SÃO PAULO (Reuters) - Trazendo no elenco a vencedora do Oscar 2017 como melhor atriz coadjuvante, Viola Davis, o drama “Um Limite Entre Nós” tem em sua origem teatral sua grande força dramática.
Escrita pelo dramaturgo August Wilson (1945-2005) e vencedora do prêmio Pulitzer em 1987, a peça original é um primor de profundidade no seu retrato da América negra proletária de meados dos anos 1950.
Denzel Washington, que dirige e protagoniza o filme, também interpretou na remontagem de 2010 – que deu a ele e também à colega Viola o prêmio Tony -, um dos personagens mais magnéticos e contraditórios do teatro norte-americano, Troy Maxson.
Lixeiro em Pittsburgh, em 1957, Troy vive uma meia-idade estabelecida em torno de muitas revoltas. A pior delas, não ter tido condições de abraçar uma carreira como jogador de beisebol, o que ele atribui ao racismo.

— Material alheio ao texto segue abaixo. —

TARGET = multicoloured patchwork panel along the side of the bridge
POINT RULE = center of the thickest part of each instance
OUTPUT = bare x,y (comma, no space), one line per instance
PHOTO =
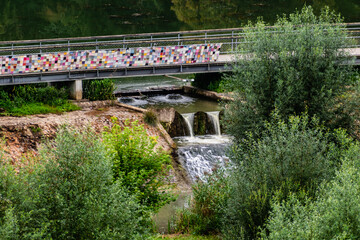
102,59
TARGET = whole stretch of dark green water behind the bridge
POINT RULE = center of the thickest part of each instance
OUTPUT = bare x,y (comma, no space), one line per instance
36,19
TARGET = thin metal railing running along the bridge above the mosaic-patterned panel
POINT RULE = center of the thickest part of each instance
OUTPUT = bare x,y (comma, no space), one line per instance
230,38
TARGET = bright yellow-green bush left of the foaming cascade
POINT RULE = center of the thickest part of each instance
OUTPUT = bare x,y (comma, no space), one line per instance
136,163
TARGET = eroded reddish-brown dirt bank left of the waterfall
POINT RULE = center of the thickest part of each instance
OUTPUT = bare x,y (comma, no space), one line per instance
25,134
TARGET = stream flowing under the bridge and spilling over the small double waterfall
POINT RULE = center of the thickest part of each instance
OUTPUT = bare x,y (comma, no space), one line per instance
198,154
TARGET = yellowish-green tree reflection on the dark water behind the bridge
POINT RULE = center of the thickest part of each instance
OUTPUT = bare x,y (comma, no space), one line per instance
201,14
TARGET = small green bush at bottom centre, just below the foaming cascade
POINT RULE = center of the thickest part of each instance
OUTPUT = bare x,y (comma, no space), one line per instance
206,209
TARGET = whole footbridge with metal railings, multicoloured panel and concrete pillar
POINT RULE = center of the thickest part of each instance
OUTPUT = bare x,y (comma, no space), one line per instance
115,56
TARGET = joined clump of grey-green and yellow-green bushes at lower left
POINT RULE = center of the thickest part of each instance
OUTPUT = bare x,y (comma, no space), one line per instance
79,187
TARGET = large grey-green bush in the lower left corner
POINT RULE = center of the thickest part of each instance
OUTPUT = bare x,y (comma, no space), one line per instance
70,194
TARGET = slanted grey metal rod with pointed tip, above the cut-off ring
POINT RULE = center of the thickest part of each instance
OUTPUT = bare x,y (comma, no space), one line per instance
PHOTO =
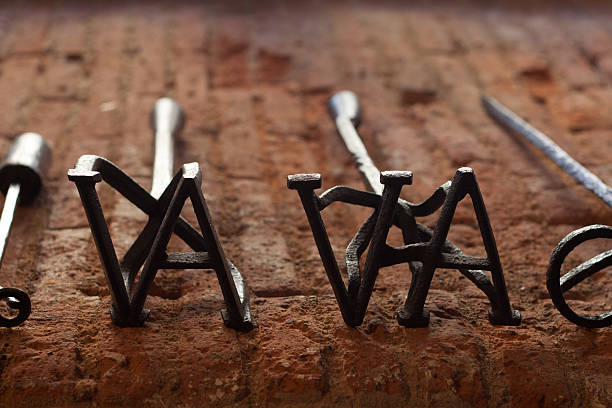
509,119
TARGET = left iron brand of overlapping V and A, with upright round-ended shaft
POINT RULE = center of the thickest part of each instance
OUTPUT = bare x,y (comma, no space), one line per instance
163,207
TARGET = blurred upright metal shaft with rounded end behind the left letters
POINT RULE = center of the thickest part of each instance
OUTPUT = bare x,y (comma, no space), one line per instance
167,120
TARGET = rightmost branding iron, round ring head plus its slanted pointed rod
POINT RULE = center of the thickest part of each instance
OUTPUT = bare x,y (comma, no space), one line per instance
556,284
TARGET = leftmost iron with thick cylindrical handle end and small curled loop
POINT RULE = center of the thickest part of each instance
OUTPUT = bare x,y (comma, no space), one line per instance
21,175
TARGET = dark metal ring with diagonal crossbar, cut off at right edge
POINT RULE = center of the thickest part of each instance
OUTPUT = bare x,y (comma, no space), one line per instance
557,285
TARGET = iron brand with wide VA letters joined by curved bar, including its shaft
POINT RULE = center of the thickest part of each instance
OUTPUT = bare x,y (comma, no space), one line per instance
425,250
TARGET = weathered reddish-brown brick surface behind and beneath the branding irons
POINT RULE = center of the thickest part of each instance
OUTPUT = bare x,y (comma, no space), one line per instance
254,79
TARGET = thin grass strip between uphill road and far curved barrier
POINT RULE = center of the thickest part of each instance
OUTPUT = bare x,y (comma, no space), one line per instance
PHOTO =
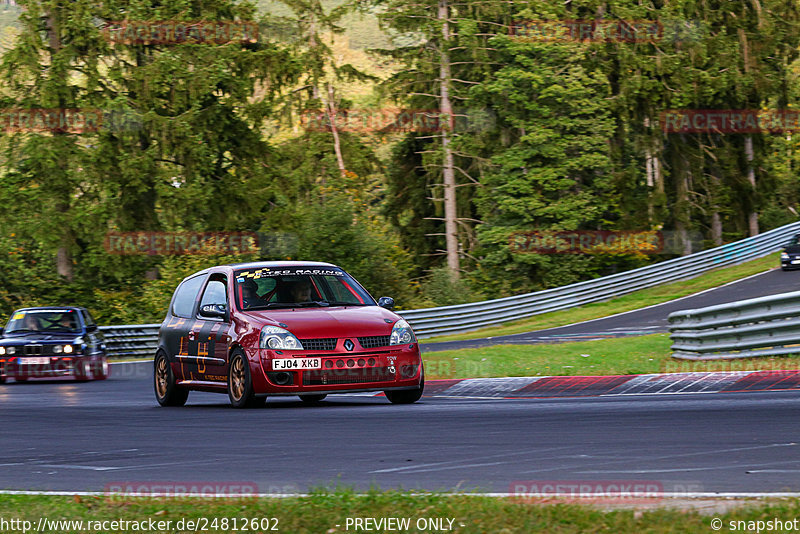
632,301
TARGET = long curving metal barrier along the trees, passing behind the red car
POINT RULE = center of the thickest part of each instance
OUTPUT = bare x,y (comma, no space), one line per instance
134,340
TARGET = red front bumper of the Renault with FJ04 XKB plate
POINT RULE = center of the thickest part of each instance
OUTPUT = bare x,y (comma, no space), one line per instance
384,368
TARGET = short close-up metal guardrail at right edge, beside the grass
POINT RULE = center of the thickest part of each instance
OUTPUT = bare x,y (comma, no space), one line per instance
764,326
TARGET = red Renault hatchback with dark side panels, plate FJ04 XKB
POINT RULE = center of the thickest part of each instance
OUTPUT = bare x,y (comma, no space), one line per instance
283,328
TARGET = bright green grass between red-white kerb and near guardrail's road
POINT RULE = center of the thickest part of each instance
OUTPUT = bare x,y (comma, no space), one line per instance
617,356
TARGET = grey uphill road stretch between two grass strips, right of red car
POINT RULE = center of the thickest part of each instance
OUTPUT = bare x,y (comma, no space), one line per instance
644,321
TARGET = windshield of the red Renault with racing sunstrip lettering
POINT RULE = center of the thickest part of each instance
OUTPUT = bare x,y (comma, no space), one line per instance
291,287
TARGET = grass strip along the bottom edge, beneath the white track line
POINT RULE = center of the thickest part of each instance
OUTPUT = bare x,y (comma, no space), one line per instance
328,514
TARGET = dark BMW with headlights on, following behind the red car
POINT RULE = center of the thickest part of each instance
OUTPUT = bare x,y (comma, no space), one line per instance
50,342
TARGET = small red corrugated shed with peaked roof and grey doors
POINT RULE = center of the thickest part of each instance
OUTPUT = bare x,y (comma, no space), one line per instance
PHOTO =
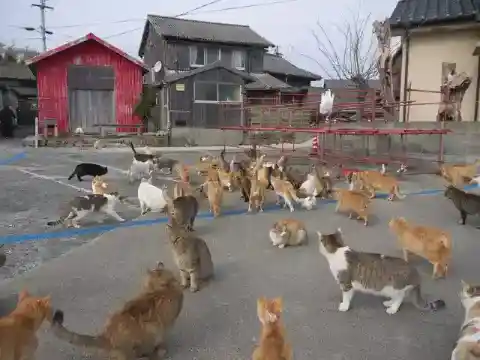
87,82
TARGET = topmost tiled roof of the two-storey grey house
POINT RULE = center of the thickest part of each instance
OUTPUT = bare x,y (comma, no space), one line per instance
206,31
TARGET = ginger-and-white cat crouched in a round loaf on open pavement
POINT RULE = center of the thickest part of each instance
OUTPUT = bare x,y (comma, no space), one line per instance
288,232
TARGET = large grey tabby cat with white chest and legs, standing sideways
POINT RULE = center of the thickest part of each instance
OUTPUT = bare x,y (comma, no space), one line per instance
375,274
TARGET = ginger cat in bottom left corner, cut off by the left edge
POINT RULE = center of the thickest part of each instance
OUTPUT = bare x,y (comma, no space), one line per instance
18,340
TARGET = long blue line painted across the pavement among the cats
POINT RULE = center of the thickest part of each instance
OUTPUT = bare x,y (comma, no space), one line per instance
11,239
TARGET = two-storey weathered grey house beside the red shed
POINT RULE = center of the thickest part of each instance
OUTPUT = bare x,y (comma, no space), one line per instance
204,71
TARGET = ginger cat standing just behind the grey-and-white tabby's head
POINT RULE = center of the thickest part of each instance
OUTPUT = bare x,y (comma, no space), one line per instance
353,202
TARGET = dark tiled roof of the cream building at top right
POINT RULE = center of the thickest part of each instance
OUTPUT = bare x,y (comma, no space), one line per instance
414,13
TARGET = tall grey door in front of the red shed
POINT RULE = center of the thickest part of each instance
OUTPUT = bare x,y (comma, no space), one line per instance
91,97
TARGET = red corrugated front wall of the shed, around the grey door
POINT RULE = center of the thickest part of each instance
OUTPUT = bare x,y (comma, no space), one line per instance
53,90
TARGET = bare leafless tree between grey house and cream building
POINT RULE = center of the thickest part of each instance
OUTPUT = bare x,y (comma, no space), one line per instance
352,57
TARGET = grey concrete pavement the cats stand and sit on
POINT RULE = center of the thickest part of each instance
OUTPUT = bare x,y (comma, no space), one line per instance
220,322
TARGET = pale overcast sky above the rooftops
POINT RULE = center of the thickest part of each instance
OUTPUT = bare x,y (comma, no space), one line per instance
288,24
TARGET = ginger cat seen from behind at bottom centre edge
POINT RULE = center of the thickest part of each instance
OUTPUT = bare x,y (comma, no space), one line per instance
272,344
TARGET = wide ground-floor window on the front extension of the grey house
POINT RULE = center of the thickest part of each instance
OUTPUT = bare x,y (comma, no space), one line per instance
217,92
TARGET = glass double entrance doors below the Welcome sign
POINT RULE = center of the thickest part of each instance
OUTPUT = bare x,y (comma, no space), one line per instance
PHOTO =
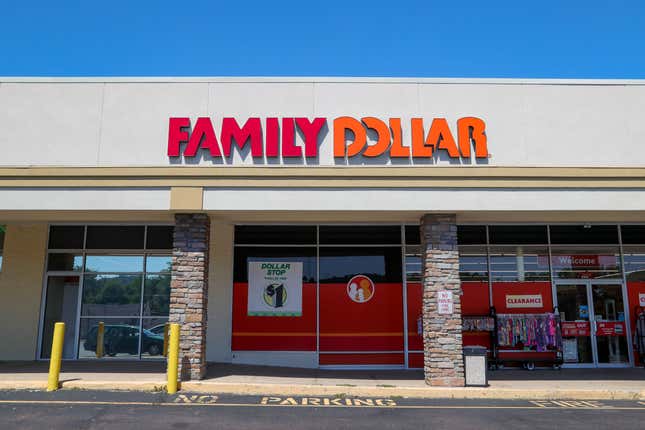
593,323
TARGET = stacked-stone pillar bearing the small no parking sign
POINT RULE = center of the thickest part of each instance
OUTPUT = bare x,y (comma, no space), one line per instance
443,360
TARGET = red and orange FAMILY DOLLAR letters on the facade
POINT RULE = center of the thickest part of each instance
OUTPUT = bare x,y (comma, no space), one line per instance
276,137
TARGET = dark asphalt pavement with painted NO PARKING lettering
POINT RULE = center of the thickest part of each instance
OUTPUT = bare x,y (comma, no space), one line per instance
144,410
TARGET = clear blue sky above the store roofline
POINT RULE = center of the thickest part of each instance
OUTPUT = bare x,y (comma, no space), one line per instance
537,39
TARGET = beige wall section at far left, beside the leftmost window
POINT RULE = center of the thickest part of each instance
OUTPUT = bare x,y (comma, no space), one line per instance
21,281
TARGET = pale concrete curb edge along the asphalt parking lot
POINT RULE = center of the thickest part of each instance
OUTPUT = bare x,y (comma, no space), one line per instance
331,390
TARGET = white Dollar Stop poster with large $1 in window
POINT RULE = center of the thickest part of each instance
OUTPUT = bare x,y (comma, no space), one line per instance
275,288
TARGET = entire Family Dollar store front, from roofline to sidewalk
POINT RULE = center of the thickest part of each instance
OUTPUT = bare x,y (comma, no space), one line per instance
334,223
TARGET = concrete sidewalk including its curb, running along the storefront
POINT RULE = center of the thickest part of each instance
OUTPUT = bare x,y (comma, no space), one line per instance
587,384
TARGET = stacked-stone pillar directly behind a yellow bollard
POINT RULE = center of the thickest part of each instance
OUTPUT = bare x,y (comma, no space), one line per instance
189,291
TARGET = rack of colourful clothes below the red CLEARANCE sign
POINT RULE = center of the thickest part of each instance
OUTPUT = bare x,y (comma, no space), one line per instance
528,354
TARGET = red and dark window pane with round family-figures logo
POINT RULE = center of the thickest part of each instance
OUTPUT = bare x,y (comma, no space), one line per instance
365,285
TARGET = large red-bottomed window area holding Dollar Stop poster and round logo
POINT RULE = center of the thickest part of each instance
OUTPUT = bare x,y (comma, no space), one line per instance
352,271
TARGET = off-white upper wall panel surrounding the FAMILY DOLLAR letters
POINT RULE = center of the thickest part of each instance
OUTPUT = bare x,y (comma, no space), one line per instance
93,122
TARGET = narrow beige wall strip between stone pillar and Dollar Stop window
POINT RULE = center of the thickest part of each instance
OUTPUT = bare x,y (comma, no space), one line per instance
220,292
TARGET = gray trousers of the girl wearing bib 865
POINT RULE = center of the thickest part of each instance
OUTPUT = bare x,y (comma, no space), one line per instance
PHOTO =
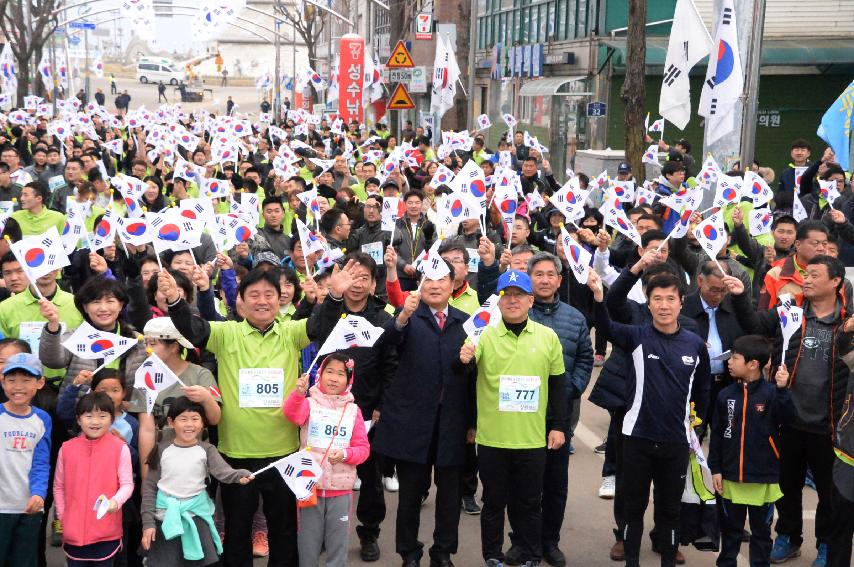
327,523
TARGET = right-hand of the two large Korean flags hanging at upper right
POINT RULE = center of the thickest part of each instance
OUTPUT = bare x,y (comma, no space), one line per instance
724,78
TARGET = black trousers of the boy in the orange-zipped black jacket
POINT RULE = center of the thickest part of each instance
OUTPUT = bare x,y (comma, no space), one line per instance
732,518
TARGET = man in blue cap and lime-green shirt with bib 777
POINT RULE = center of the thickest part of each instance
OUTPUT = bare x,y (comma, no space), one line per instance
519,369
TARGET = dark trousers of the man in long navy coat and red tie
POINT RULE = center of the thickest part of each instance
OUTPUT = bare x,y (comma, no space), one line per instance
414,479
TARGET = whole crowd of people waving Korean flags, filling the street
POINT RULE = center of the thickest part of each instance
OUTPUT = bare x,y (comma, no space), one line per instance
491,327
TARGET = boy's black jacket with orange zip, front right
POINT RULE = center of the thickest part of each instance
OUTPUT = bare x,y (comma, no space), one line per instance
744,446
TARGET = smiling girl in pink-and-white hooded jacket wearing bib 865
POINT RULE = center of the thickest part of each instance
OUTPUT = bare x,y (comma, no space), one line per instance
333,429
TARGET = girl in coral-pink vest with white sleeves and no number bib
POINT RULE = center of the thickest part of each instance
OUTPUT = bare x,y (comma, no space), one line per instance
93,479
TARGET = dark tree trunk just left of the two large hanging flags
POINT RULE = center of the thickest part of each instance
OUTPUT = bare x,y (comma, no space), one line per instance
633,93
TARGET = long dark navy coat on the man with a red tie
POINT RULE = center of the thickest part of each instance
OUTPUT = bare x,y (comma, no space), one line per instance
427,386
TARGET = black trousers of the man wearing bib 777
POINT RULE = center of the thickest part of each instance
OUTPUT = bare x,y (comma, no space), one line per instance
512,479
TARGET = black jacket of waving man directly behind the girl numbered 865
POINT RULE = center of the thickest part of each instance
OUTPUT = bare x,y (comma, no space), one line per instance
375,366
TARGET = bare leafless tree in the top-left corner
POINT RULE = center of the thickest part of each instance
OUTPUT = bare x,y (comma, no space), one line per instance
27,27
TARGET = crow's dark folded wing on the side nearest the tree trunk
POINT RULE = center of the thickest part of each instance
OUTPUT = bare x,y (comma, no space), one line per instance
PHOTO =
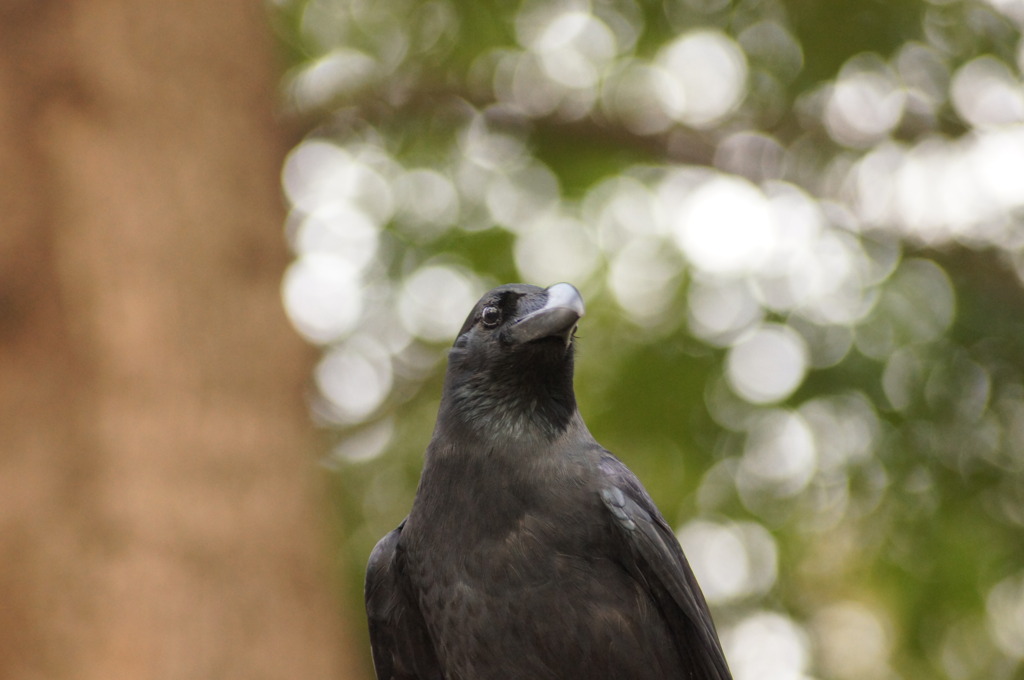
399,639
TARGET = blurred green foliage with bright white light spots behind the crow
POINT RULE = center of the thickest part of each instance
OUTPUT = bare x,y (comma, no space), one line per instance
798,228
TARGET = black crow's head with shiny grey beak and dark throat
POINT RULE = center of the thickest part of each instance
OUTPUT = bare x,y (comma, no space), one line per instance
510,370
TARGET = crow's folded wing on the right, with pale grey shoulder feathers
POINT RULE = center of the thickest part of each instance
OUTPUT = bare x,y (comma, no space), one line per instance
654,558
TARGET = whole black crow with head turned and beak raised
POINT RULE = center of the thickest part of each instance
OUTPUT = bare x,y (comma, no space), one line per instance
531,552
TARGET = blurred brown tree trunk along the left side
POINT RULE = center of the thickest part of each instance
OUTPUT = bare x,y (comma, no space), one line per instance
159,501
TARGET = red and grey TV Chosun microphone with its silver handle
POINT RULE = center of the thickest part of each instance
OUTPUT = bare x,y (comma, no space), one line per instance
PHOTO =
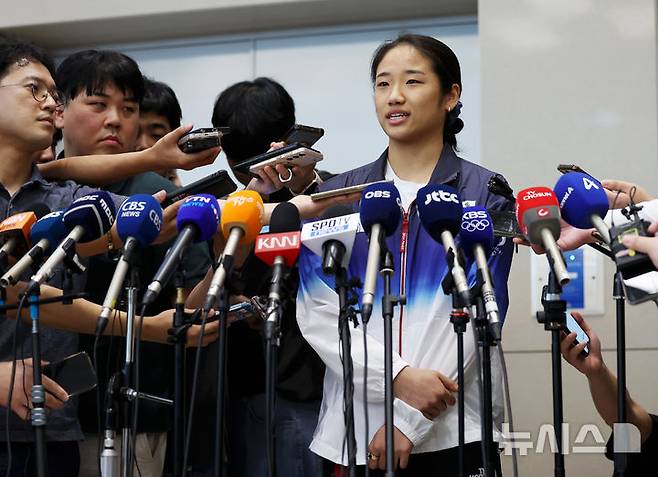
538,214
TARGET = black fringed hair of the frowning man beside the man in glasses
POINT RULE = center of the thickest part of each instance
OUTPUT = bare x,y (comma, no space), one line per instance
91,70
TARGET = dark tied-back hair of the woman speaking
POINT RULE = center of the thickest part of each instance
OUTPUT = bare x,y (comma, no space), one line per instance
444,63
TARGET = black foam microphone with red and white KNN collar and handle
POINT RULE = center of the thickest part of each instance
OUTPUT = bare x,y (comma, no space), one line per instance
279,248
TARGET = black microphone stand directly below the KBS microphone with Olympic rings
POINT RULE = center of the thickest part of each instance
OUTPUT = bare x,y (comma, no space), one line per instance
486,341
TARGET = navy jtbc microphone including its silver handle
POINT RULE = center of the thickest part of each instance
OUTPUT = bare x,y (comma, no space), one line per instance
440,210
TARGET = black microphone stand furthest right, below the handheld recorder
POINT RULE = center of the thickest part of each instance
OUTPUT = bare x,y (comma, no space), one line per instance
620,458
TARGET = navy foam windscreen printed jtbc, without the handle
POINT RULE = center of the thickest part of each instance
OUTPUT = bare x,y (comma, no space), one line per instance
440,209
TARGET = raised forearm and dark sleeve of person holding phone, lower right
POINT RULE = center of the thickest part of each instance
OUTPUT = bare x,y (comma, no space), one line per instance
603,389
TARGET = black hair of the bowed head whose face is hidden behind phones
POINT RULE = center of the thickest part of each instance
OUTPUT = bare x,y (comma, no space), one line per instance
258,113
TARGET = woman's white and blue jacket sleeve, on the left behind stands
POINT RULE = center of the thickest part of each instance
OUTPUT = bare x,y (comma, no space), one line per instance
317,316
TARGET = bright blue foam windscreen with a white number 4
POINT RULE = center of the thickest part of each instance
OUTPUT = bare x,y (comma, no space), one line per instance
580,196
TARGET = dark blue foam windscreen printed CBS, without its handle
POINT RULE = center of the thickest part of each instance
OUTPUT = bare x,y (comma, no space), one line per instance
140,217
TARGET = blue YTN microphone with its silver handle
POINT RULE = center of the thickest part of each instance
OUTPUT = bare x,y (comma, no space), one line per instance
197,221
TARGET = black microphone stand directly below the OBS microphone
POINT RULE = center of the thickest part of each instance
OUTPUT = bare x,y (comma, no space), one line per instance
388,305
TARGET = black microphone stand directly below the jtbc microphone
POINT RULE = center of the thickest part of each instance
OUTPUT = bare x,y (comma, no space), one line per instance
459,319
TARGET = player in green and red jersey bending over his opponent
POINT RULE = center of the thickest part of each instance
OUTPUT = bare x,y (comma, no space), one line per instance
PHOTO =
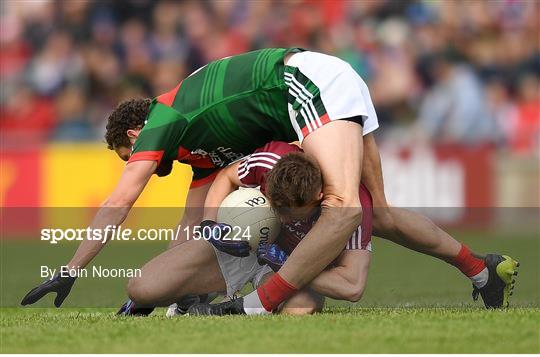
232,106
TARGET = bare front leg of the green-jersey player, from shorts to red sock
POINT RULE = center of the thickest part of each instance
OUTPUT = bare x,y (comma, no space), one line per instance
337,147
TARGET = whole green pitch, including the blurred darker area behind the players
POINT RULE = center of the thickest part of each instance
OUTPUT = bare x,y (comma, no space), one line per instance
413,304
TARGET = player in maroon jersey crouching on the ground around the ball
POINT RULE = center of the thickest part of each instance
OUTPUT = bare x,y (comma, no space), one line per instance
230,266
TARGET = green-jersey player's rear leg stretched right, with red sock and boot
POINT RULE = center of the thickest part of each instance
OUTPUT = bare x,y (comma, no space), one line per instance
491,275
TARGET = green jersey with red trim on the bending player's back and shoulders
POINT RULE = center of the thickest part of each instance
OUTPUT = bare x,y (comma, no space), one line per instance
219,114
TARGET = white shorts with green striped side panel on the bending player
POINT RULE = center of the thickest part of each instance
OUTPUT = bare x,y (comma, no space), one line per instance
324,88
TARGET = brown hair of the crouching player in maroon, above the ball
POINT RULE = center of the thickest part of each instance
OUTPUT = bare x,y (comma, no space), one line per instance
294,181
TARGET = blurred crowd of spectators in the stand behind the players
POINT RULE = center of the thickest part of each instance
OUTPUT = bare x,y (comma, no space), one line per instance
447,71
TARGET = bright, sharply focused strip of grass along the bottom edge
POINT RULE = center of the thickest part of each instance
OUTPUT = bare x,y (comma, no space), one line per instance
361,330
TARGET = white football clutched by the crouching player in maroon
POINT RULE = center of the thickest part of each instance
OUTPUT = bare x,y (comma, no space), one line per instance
250,216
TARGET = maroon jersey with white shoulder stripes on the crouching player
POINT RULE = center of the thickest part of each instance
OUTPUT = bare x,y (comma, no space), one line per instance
252,173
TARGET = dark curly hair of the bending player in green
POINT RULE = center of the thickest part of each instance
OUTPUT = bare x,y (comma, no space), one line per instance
129,114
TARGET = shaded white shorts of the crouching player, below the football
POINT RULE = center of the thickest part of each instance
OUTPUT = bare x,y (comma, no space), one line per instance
237,271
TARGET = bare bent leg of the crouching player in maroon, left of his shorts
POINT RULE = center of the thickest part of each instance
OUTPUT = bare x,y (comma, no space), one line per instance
190,268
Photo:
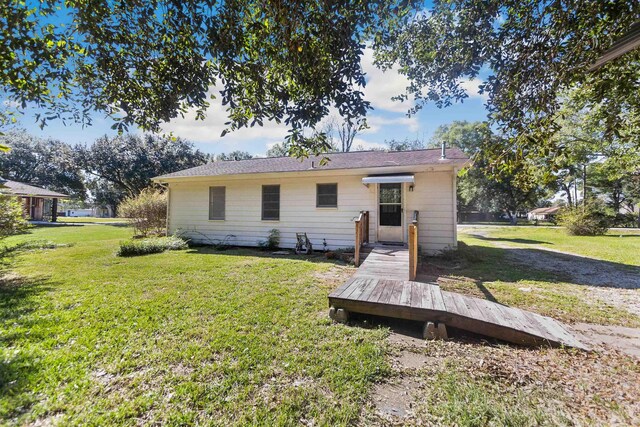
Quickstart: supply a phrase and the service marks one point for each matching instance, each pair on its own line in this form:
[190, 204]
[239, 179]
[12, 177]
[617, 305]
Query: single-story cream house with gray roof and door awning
[241, 201]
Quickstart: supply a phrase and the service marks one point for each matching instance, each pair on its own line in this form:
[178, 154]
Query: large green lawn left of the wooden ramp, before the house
[182, 337]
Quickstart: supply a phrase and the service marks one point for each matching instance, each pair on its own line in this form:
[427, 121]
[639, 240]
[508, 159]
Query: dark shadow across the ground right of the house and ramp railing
[487, 264]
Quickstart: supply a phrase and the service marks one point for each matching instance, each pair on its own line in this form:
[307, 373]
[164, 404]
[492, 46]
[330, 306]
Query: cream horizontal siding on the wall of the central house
[433, 196]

Diversos obstáculos, sem dúvida, cortam sua trajetória até agora, como a luta para tornar-se o primeiro negro motorista do caminhão de lixo da empresa onde trabalha.
Com suas sofisticadas modulações de voz e linguagem corporal afinada, Denzel encarna um homem forte e altivo em seus 53 anos, ainda que castigado pela vida, exibindo contradições que o filme faz saltar aos poucos. Ele se define especialmente nos longos diálogos com a mulher, Rose (Viola Davis), um misto sutil de doçura, conformismo e uma rebelião pronta a disparar nos momentos que ela julga convenientes.
Neste duelo sutil entre marido e mulher de longo tempo, arma-se todo um contexto histórico e social das relações entre homens e mulheres naqueles dias, confrontados com um contexto racial e social desfavorável. O jogo entre os dois atores é tão fluido de modo a fazer notar a maestria dos diálogos de Wilson, que concluiu o roteiro do filme antes de morrer, de câncer, em 2005.
Deste pequeno universo, tornado mais claustrofóbico porque quase sempre confinado à pequena casa dos Maxson, fazem parte ainda outros personagens: o filho adolescente do casal, Cory (Jovan Adepo), que encontra no pai um adversário invencível na oposição à sua tentativa de uma carreira no beisebol universitário; o filho mais velho, Lyons (Russell Hornsby), um músico que eventualmente pede dinheiro e é humilhado pelo pai; o vizinho e amigo Bono (Stephen McKinley Henderson), com quem Troy divide muito mais do que a mesma história e o mesmo emprego; e o irmão de Troy, Gabriel (Mykelti Williamson), ex-soldado que sofreu dano cerebral em batalha na 2ª Guerra Mundial.
Dizer que o enredo tem andamento teatral não é, como se pensaria à primeira vista, criticar seu ritmo – é afirmar que a história serve aos seus personagens antes de todas as coisas e o faz com honestidade, ternura e humor, em várias situações.
Mas também sem medo da exposição da tragédia, da amargura e das consequências da rigidez. Entre sombra e luz, “Um Limite Entre Nós” pontua o retrato de uma família com um realismo encharcado de lucidez e possibilidade de identificação universal.